MobileRead Forums - View Single Post

j.p.s · 02-01-2020, 01:41 PM

Quote:

Originally Posted by jhowell

I doubt the publishers have anything to do with the APNX other than providing the NCX pageList or NAV page-list used by kindlegen.

Fair enough. I know nothing about publisher or amazon workflow, where the boundaries are, or whether the boundaries can shift.

Quote:

As far as I can tell kindlegen builds PAGE records for MOBI7 and KF8 that accurately map the offset of the starting '<' of the element containing the ID in the raw HTML content for each page in the EPUB pageList/page-list. It appears that Amazon is manipulating that data in the publishing workflow when processing PAGE records to produce APNX files.

I am also completely ignorant of the details of kindle format internals or even palmdb internals. I guess I should start picking that up. I've been assuming that kindlegen embeds apnx files into the mobi it produces, but I guess that is just as false as thinking that it embeds an EPUB (neglecting "append source").

Based on the APNX produced by kindlegen, I agree that those maps point to the starting '<' and that the APNX delivered by amazon are often offset by a few (or many) bytes.
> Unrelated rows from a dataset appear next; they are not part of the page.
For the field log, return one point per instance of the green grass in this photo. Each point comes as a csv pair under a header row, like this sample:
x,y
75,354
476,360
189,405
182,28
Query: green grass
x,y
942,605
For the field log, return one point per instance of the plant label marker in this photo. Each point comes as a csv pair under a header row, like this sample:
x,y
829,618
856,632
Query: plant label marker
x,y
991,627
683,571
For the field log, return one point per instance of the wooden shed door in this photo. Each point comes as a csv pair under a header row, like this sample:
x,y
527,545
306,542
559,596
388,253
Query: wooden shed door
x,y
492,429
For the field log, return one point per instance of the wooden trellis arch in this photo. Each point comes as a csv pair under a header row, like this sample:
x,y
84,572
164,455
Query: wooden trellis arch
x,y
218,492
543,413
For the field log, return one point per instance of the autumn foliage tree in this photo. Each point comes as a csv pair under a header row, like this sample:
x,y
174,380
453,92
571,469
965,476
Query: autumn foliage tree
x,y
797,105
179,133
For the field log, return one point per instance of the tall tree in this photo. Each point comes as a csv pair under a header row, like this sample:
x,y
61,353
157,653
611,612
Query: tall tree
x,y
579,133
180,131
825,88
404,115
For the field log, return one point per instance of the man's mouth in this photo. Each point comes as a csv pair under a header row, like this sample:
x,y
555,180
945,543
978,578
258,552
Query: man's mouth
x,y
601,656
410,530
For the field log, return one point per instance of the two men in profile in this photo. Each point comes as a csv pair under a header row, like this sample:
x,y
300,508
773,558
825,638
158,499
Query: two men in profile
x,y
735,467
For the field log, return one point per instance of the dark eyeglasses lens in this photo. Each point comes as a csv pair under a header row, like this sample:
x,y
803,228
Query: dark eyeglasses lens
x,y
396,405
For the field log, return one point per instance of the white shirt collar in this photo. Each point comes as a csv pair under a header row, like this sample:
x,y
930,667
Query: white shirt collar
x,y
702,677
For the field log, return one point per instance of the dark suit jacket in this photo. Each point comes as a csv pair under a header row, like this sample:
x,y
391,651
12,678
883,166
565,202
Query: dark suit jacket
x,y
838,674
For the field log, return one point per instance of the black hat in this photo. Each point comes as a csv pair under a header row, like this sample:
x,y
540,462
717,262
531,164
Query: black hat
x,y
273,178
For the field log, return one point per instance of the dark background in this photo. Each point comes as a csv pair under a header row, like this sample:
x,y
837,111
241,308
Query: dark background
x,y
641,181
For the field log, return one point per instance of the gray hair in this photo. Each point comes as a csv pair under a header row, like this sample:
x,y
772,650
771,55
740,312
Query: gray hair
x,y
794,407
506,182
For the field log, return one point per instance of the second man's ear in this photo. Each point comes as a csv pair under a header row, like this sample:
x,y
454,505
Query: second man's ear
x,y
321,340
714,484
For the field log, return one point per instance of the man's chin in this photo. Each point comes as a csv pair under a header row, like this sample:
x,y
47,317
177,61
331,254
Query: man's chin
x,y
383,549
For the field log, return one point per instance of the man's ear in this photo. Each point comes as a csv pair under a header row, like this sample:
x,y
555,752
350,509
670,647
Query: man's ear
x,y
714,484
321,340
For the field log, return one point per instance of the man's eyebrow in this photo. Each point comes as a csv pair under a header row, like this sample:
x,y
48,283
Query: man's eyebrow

Sometimes an incorrect element seems to have been targeted.

When I generated an EPUB from asciidoc marked up text which included page markers that I inserted myself, I noticed that page number entries in kindle GOTO dialogs showing the TOC were 1 too low and that the same would happen for the first page number in a chapter when reading the book. I had assumed that had to do with the asciidoc to epub conversion process, but I saw that it sometimes happened with amazon supplied APNX files. So I understand the motivation to manipulate the mapping. Since it was inconsistent, I assumed it was the publishers doing the manipulating.

Quote:

Some Kindle reading apps/devices use the APNX position array, when an APNX is present, to calculate the percent complete shown to the user. The APNX position array often has a number of unlabeled zero entries added to the beginning. I suspect that Amazon adds these entries to account for the amount of front matter before the first assigned page number in order to have the percent shown come out more accurately.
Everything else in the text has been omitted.